California: GOP brand dead?

24 January 2011 |permalink | email article

Barring an unlikely turnaround the Republican Party appears dead on arrival in the deep-blue state. That was the consensus of a couple of hundred strategists, lawmakers – Democrats and Republicans – at a UC Berkeley symposium over the weekend.

While it’s true that state voters supported a number of conservative ballot measures in November not a single conservative candidate for statewide office was elected. Republican Jim Brulte, former state Senate minority leader, put it succinctly – “there’s a brand problem.”

The sharpest debate at the two-day Institute of Governmental Studies was about Meg Whitman, the 2010 billionaire Republican candidate who lost to Gov. Jerry Brown by 13-points, despite spending more than $140 million of her own money. As the San Francisco Chronicle noted neither she, nor her team of multi-millionaire consultants had enough courtesy to appear and defend themselves.

Darry Sragow, a longtime Democratic strategist, opined that Republicans will remain dead in California until the party “decides it won’t be hostile to people who aren’t old and white.”

The fundamental problem facing Republicans is the party is losing ground to decline-to-state- voters, who now compose 1 in 5 registered voters. The most staggering problem confronting the minority party is vote trends among women, who now are 16 percent more likely to register as Democrats than as Republicans.

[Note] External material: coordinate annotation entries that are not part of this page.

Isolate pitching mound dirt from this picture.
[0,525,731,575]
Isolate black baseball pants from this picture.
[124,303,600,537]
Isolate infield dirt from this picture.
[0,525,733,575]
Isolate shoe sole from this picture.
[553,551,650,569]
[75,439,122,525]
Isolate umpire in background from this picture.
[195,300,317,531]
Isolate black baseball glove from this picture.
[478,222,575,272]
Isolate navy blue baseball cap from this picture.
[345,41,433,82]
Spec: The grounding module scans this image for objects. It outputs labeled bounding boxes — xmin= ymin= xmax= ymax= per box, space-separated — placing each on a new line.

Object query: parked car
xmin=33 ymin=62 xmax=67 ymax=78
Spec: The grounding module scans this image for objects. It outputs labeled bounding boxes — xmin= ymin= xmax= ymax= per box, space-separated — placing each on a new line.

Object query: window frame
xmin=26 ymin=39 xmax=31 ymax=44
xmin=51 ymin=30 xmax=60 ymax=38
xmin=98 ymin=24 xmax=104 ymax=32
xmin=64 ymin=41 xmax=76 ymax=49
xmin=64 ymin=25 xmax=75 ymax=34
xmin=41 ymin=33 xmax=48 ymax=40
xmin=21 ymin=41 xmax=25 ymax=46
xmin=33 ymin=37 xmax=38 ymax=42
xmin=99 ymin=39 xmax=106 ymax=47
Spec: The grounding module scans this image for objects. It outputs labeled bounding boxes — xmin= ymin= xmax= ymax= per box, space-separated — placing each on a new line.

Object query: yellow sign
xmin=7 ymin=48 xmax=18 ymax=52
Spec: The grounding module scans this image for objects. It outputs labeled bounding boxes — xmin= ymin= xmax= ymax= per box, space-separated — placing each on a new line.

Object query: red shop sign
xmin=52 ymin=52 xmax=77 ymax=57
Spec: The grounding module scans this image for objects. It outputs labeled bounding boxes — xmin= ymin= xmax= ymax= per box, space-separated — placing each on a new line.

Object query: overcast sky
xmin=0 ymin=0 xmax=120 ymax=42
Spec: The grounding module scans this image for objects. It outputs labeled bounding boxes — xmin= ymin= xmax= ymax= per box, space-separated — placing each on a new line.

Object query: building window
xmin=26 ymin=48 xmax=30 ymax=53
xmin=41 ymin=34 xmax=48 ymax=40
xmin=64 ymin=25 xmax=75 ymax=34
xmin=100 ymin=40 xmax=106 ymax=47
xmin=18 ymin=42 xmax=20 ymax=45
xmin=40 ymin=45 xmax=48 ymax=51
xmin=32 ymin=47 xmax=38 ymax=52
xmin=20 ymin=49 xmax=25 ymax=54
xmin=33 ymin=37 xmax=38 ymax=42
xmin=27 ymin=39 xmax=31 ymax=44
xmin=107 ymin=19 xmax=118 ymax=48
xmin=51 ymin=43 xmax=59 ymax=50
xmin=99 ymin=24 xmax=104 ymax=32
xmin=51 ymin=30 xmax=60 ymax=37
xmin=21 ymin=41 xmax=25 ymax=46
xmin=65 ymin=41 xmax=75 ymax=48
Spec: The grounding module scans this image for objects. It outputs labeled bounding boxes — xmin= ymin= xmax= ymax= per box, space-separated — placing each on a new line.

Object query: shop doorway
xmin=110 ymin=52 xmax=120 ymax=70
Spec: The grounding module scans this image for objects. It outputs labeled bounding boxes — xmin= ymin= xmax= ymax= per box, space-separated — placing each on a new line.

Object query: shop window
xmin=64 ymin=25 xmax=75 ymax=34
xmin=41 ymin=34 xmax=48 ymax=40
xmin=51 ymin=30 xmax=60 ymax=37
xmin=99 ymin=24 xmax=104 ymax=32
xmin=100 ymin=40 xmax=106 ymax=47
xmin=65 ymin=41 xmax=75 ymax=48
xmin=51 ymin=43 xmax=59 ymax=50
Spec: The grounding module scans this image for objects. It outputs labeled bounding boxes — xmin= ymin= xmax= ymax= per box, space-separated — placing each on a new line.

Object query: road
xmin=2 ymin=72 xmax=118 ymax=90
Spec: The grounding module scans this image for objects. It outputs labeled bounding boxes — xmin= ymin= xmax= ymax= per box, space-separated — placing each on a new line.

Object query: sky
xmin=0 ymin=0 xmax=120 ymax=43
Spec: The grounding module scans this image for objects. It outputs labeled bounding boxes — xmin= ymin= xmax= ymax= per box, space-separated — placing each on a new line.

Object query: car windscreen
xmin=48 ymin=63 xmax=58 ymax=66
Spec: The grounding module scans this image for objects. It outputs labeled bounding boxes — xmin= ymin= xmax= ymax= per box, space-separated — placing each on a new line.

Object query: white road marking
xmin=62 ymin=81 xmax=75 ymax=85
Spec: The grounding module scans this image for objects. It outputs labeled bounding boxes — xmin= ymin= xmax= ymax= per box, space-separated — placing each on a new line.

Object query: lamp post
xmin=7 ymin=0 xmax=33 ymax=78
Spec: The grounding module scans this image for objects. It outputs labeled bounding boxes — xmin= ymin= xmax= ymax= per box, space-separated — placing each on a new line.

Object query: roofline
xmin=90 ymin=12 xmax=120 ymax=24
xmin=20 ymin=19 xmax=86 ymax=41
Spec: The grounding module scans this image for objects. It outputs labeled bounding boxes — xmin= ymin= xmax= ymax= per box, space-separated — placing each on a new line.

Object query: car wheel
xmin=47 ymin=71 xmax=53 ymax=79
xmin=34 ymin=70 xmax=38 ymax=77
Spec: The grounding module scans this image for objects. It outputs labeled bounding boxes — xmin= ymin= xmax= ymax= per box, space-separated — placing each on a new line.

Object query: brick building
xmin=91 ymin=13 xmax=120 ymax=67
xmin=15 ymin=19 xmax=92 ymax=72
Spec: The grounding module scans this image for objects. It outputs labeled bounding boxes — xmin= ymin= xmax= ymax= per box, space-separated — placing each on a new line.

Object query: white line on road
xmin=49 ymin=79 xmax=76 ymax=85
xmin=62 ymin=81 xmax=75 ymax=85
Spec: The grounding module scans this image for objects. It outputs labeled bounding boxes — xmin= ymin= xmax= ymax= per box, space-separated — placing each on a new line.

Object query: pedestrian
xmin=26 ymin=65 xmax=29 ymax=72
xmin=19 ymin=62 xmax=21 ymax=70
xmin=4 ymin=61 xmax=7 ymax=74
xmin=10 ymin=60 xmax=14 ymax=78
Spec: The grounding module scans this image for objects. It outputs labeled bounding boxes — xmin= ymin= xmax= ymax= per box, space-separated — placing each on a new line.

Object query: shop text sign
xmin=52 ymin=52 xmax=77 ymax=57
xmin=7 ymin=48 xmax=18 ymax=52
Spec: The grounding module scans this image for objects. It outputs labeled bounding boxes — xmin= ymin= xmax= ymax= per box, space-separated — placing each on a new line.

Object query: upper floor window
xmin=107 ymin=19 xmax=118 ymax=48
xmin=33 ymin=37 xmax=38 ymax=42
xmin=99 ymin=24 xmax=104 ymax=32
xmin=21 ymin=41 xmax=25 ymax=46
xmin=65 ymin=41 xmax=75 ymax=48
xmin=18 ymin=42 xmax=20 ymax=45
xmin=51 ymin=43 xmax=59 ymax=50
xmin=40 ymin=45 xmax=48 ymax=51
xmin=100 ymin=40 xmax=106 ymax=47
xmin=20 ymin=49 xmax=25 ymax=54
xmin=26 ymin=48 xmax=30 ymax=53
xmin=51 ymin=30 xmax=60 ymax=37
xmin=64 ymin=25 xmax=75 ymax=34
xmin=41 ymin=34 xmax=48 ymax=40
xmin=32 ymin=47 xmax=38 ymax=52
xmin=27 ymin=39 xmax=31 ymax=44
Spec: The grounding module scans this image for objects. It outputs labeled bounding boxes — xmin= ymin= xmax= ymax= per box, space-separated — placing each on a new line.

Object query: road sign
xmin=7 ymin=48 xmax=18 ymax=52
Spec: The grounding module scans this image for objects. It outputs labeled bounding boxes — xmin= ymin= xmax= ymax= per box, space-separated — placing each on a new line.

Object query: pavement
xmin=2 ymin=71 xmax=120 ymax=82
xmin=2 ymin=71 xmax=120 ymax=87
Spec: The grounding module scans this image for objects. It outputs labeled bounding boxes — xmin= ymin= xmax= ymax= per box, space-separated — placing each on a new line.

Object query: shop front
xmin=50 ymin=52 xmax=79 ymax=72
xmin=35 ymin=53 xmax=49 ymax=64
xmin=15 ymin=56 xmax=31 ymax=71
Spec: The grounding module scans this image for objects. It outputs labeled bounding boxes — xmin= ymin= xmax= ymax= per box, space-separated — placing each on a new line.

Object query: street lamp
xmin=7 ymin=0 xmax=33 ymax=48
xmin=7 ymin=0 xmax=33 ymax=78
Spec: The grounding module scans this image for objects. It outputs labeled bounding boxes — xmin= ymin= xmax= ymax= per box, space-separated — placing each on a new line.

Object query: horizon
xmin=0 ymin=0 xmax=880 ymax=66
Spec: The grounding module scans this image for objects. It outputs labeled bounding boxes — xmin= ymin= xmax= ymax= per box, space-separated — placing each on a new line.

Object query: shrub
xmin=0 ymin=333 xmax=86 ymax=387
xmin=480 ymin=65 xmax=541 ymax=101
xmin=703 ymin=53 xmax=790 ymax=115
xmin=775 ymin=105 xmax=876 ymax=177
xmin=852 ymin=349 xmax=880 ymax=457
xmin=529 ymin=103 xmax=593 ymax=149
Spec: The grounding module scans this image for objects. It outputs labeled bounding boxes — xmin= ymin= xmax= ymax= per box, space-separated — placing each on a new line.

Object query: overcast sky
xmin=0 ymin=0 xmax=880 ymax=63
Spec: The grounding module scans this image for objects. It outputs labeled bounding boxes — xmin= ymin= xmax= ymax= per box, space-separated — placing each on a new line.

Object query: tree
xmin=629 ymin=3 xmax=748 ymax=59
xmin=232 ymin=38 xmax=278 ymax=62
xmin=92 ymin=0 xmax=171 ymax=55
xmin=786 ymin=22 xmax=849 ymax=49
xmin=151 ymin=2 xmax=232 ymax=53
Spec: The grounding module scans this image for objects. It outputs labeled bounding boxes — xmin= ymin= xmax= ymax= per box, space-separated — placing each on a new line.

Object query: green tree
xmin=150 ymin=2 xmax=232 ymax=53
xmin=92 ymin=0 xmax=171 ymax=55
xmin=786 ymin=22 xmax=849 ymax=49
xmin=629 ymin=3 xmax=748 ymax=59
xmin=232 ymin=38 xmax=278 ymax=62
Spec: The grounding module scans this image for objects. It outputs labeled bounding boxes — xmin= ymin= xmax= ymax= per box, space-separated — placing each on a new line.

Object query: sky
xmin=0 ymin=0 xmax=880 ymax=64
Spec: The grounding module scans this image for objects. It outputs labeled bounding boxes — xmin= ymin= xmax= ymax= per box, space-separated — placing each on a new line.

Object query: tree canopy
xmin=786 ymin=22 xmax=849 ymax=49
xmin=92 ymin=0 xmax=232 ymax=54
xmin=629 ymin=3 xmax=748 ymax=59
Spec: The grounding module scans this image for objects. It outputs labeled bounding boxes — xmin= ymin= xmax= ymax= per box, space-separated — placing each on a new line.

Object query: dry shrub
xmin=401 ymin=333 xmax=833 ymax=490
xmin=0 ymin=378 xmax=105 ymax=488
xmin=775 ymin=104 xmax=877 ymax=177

More to the point, as national Republicans beginning to turn their attention to picking a nominee for the 2012 president contest, is that California is home to 1 in 8 American voters. Unless the Republicans can discover another Ronald Reagan - not to be confused with Arnold Schwarzenegger - the party’s statewide prospects seem bleak for the next decade.

Quotable

“Right now I do not see on the Republican side any one individual that will emerge at the top of the pile.” – Colin Powell, while not yet committed to Obama as he was in 2008, praised the president for taking on health care. “We didn’t elect Superman, we elected a human being.”